How Do NFT Creator Royalties Work?
One of the features NFTs were originally praised for was the promise that artists could keep earning from their work even after the first sale, every time it changed hands again. That promise depends on mechanics that are more fragile than they first appear.
The short answer
Creator royalties work by embedding a rule, either in the NFT’s smart contract or enforced by the marketplace facilitating a sale, that automatically routes a set percentage of each resale price back to the original creator’s wallet. When that rule is enforced, the artist earns something on every future trade, not just the initial one. When it isn’t, the payment simply doesn’t happen.
How the mechanism is supposed to function
At mint, a creator can typically set a royalty percentage, commonly somewhere in a modest single-digit-to-low-double-digit range depending on the project, that’s meant to apply to every future resale. In the earliest and most common implementation, this rule lives at the marketplace level: when a sale happens through a platform that honors royalty settings, the platform calculates the percentage and sends it to the creator’s wallet as part of the transaction, alongside the payment to the seller. In this setup, the smart contract governing the NFT doesn’t enforce the payment directly — the marketplace does, voluntarily, as a matter of policy.
Why enforcement became the real issue
Because royalty payment in that common model depends on marketplace cooperation rather than being hard-coded into the transfer itself, someone can move an NFT to a different marketplace, or use a direct wallet-to-wallet trade, without ever triggering the royalty at all. Over time, competition among marketplaces led some to make royalties optional or buyer-adjustable rather than mandatory, which reduced how reliably creators were actually paid, even on NFTs originally minted with a royalty percentage attached. Some newer contract designs attempt to enforce royalties more strictly at the code level, but no single standard has become universal across all NFTs.
What determines whether a royalty actually gets paid
- Which marketplace facilitates the sale. Some enforce royalties strictly, some make them optional, and some ignore them entirely.
- How the transfer happens. A direct wallet transfer outside any marketplace generally bypasses royalty logic altogether, since there’s no platform involved to calculate or route a payment.
- The specific smart contract standard used.

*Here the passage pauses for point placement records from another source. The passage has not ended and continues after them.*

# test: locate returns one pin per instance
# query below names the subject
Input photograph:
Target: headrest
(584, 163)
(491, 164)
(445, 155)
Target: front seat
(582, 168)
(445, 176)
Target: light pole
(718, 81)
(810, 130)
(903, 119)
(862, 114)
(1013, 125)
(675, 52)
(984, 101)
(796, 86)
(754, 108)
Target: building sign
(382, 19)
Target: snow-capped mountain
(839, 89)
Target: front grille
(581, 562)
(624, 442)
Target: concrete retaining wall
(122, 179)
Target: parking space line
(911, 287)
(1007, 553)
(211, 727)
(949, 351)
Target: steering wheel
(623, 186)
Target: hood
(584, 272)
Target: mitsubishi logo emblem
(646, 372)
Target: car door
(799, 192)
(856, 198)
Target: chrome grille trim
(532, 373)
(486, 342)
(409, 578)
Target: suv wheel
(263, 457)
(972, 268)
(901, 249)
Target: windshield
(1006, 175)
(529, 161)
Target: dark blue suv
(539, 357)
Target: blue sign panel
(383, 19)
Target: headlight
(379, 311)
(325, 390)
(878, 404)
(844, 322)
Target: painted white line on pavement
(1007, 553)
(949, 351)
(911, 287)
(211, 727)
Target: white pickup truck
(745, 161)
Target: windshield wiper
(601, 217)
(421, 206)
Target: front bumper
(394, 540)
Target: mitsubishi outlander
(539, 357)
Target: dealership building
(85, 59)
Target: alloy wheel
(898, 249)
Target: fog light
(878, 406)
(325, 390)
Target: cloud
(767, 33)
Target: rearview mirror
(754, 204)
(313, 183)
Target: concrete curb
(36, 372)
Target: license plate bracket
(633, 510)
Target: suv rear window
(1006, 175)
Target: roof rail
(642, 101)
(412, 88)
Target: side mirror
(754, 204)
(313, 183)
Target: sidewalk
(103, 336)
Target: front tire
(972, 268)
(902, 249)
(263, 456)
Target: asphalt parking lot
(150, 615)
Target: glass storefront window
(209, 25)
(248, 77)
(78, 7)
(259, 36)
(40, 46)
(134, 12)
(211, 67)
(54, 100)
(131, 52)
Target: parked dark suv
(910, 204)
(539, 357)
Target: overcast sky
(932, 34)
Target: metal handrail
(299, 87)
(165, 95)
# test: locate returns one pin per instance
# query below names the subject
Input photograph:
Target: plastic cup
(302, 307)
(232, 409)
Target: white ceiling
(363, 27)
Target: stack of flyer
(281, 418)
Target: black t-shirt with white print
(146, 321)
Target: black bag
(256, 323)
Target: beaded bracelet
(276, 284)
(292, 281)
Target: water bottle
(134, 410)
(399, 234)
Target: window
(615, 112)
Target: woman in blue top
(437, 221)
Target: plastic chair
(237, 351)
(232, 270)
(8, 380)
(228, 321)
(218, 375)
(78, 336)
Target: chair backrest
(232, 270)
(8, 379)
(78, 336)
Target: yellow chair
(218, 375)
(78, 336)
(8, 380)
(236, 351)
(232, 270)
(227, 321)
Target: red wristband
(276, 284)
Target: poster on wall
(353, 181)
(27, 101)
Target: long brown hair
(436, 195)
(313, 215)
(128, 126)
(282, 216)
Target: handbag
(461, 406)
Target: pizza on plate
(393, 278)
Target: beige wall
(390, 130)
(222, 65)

Some technical standards support enforceable, code-level royalties; others rely entirely on marketplace-level convention.
- Whether the buyer or platform chooses to honor a non-enforced rate. In some marketplace designs, royalty payment has become effectively voluntary on the buyer’s side.
How this connects to broader NFT ownership questions
Royalties are a separate issue from whether buying an NFT gives someone copyright to the artwork — a royalty is a payment mechanism tied to resale, not a legal claim over the underlying work, and what happens to copyright when an NFT is resold generally isn’t affected by whether a royalty was paid. Royalties are also just one line item within the broader set of fees typically charged when buying or selling an NFT, alongside marketplace commissions and network transaction costs.
The bottom line
Creator royalties were designed to let artists share in the ongoing value of their work, but the mechanism only functions when the marketplace or contract facilitating a sale actually enforces it. Understanding that this system runs on convention as much as code helps explain why royalty income for creators has become far less consistent than the original pitch suggested.